Netherlands gets tough with Somali asylum seekers

A Somali woman and child in the Dutch city of Tilburg.
By Jessica van Geel and Sheila Kamerman

Somali asylum seekers will no longer be automatically accepted in the Netherlands. There has been too much fraud, says deputy justice minister Albayrak.

Whenever the sun comes out the residents of the Ter Apel centre for asylum seekers immediately emerge from their barracks. Many of them are from Somalia. The women wear long flowery dresses and bright-coloured headscarves. Some carry babies on their hips or wrapped to their chests.

The Netherlands are a popular destination for asylum seekers from Somalia. There were almost 4,000 of them last year - almost a third of all asylum seekers in the Netherlands. In the first two months of this year some 850 Somalis applied for asylum here, making them the second-largest group after the Iraqis.

People from central and southern Somalia benefit from what is known as "categorical protection": these parts of Somalia are so dangerous that its entire population is considered at risk. Somalia has been involved in a civil war since 1991 and there has been no effective central government since. As a result, several European countries - the Netherlands, Belgium, Norway, Hungary and Luxembourg - made asylum for people from Somalis virtually automatic.

Filing fingertips

Until now. In early April, Dutch deputy justice minister Nebahat Albayrak (Labour) announced a review of the categorical protection programme for Somalis. There has been too much abuse, she wrote to parliament.

Some Somalis have taken to filing off their fingertips to escape registration. Since 2003 all asylum seekers in Europe are fingerprinted to prevent so-called "asylum shopping". Asylum seekers are supposed to apply in the country of first arrival, but some people prefer to travel to another European country if they think they have a better chance of being accepted there, or after having been turned down in the first country.

There is also the matter of Somali foster children. After asylum has been granted, the refugee has the right to bring his spouse and children to the Netherlands. After DNA tests were introduced to verify blood ties there was a sudden peak in the number of Somali foster children. One Somali family claimed to have no less than 41 foster children.

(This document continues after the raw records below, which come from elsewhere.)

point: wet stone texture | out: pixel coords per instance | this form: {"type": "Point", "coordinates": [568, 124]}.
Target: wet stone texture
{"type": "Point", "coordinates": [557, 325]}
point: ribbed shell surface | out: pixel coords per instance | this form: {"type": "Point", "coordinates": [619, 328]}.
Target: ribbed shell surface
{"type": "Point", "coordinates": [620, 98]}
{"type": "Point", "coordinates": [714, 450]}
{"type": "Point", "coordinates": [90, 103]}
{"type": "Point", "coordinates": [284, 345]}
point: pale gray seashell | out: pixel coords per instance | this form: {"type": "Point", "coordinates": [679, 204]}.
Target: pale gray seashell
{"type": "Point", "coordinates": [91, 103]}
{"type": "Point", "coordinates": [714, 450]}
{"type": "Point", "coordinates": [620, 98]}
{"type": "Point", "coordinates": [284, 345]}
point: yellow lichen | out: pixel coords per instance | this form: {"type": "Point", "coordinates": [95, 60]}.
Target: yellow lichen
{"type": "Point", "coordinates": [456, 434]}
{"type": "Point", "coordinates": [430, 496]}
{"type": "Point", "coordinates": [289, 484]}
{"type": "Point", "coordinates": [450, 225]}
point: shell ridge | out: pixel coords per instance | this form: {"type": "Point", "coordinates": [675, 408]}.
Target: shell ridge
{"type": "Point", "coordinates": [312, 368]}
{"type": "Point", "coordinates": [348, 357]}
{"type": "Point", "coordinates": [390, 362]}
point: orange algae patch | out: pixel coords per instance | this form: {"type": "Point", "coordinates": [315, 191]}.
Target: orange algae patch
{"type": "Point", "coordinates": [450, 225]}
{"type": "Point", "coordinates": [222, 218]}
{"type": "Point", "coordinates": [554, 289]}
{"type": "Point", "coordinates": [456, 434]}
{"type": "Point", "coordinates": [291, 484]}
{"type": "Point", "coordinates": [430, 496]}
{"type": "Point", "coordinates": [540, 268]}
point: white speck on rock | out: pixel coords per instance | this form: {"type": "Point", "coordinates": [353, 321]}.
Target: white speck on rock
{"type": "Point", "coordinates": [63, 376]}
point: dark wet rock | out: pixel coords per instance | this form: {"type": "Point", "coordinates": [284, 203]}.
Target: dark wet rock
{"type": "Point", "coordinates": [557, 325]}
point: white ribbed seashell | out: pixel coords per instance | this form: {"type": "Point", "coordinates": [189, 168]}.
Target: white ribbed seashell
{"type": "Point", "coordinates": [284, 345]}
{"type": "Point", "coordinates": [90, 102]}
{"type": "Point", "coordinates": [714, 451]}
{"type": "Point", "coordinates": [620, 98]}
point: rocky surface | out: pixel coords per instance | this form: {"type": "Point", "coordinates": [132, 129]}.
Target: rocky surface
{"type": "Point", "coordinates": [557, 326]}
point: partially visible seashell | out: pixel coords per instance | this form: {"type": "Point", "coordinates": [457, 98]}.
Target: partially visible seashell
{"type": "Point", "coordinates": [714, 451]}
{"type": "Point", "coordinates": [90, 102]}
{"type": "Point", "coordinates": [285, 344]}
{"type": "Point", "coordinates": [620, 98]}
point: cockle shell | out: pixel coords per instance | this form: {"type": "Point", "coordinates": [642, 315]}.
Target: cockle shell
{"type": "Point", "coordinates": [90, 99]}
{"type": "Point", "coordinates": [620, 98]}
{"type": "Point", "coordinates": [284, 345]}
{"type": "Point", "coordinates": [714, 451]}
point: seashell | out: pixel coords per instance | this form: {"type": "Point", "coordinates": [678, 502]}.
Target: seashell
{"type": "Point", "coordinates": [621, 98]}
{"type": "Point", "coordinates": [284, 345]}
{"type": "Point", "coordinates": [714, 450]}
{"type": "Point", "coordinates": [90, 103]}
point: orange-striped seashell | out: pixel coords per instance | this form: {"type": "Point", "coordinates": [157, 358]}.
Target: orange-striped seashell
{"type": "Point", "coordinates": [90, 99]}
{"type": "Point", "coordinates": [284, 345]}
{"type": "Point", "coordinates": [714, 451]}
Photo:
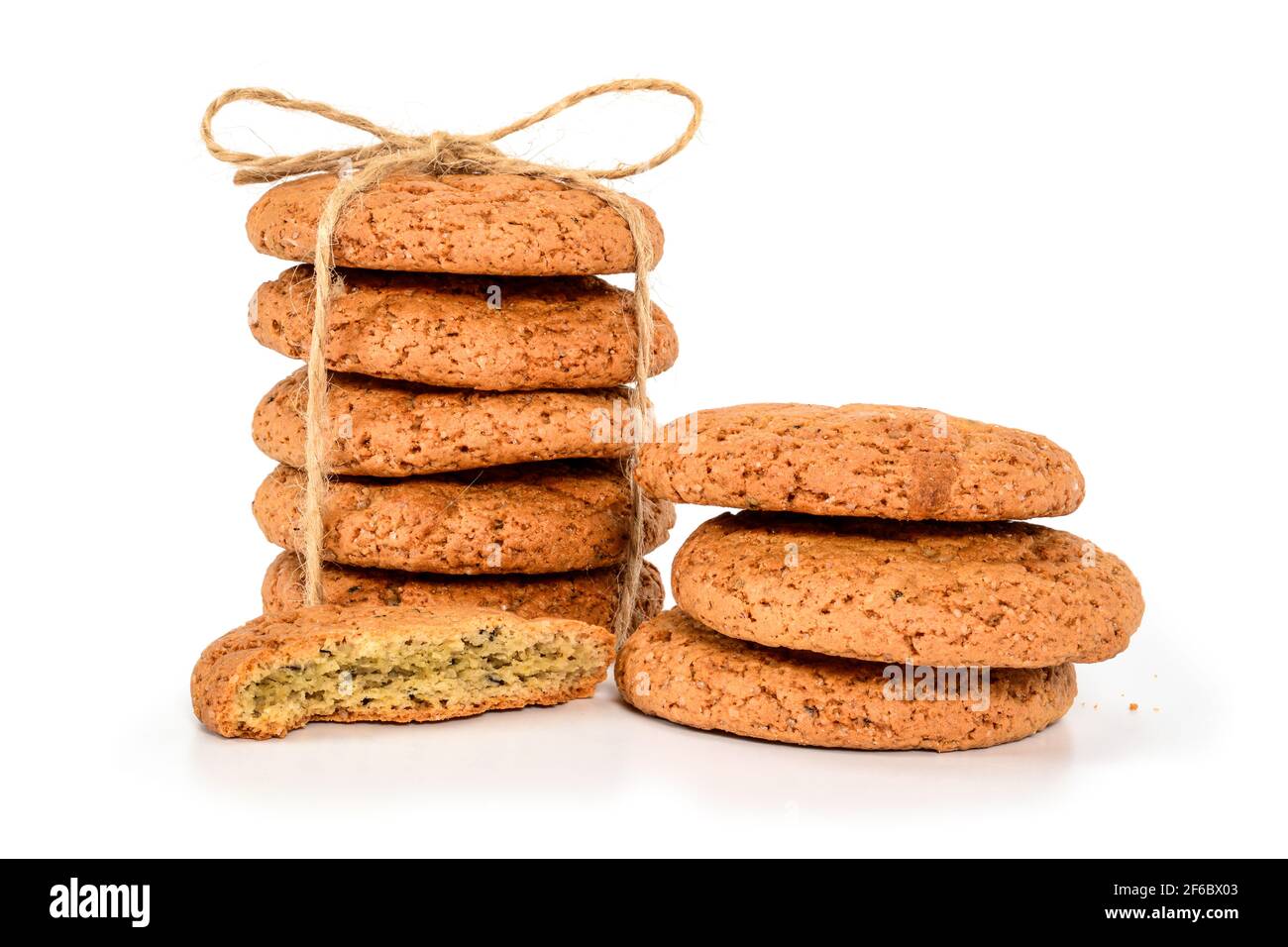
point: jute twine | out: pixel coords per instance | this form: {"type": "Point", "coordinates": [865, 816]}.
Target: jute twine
{"type": "Point", "coordinates": [441, 153]}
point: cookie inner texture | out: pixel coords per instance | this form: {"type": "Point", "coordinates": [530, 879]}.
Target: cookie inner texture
{"type": "Point", "coordinates": [412, 676]}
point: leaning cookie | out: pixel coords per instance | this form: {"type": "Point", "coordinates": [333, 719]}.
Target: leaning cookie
{"type": "Point", "coordinates": [591, 595]}
{"type": "Point", "coordinates": [1001, 594]}
{"type": "Point", "coordinates": [380, 428]}
{"type": "Point", "coordinates": [528, 518]}
{"type": "Point", "coordinates": [859, 460]}
{"type": "Point", "coordinates": [498, 224]}
{"type": "Point", "coordinates": [393, 665]}
{"type": "Point", "coordinates": [465, 331]}
{"type": "Point", "coordinates": [679, 671]}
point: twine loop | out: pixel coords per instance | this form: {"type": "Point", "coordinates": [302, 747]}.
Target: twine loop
{"type": "Point", "coordinates": [437, 154]}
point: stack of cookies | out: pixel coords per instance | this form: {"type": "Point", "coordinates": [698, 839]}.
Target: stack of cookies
{"type": "Point", "coordinates": [478, 365]}
{"type": "Point", "coordinates": [876, 590]}
{"type": "Point", "coordinates": [475, 444]}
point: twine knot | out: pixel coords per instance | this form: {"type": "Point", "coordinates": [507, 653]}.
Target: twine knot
{"type": "Point", "coordinates": [437, 154]}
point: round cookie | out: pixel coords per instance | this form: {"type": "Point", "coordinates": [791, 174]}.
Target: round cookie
{"type": "Point", "coordinates": [859, 460]}
{"type": "Point", "coordinates": [465, 331]}
{"type": "Point", "coordinates": [498, 224]}
{"type": "Point", "coordinates": [679, 671]}
{"type": "Point", "coordinates": [590, 596]}
{"type": "Point", "coordinates": [528, 518]}
{"type": "Point", "coordinates": [1000, 594]}
{"type": "Point", "coordinates": [382, 428]}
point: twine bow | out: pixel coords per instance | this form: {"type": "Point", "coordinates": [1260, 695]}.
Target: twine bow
{"type": "Point", "coordinates": [362, 167]}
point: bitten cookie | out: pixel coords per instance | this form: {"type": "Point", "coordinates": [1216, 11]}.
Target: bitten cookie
{"type": "Point", "coordinates": [553, 517]}
{"type": "Point", "coordinates": [462, 223]}
{"type": "Point", "coordinates": [393, 665]}
{"type": "Point", "coordinates": [590, 596]}
{"type": "Point", "coordinates": [861, 460]}
{"type": "Point", "coordinates": [682, 672]}
{"type": "Point", "coordinates": [465, 331]}
{"type": "Point", "coordinates": [381, 428]}
{"type": "Point", "coordinates": [1001, 594]}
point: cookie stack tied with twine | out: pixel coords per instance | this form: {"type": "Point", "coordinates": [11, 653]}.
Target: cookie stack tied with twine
{"type": "Point", "coordinates": [463, 434]}
{"type": "Point", "coordinates": [875, 591]}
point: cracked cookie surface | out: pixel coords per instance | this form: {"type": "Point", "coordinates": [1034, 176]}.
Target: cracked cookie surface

Aybarak now wants to make Somali asylum seekers register any foster children immediately upon arrival. The children will only be admitted if the asylum seeker can prove that the foster children were an integral part of the family back in Somalia.

But according to Shamsa Said of the federation of Somali associations in the Netherlands (FSAN) there is no such thing as foster children in Somalia. There is no such thing as family either, at least not as we know it. Said is from Somalia and has lived in the Netherlands since 1993.

Group thinkers

"Here a family lives in one and the same house and it is the parents who raise their children. In Somalia children belong not to the parents but to the entire family. Children are often raised by people other than the parents. Your sister's child is just as much yours as it is hers. Your uncle's child is your responsibility too,"according to Said.

Somalis are group thinkers, she says. "I have lived here so long but I still find it difficult to think about myself. The first few years I still said 'we' when I was talking about myself."

But asylum lawyer Loes Vellenga says Somalis are now also being punished as a group. She compares Albayrak's new measures to a schoolteacher who punishes the whole class because of one pupil's mischief. "A few people have committed fraud and the entire population is punished," she says.

VluchtelingenWerk (RefugeeWork), a Dutch ngo supporting asylum seekers in the Netherlands, also calls Albayrak's approach "disproportionate". "Fraud needs to be punished," says its director Edwin Huizing, "but the decision to give a person protection or not should depend on the security situation in the country of origin, not on fraud."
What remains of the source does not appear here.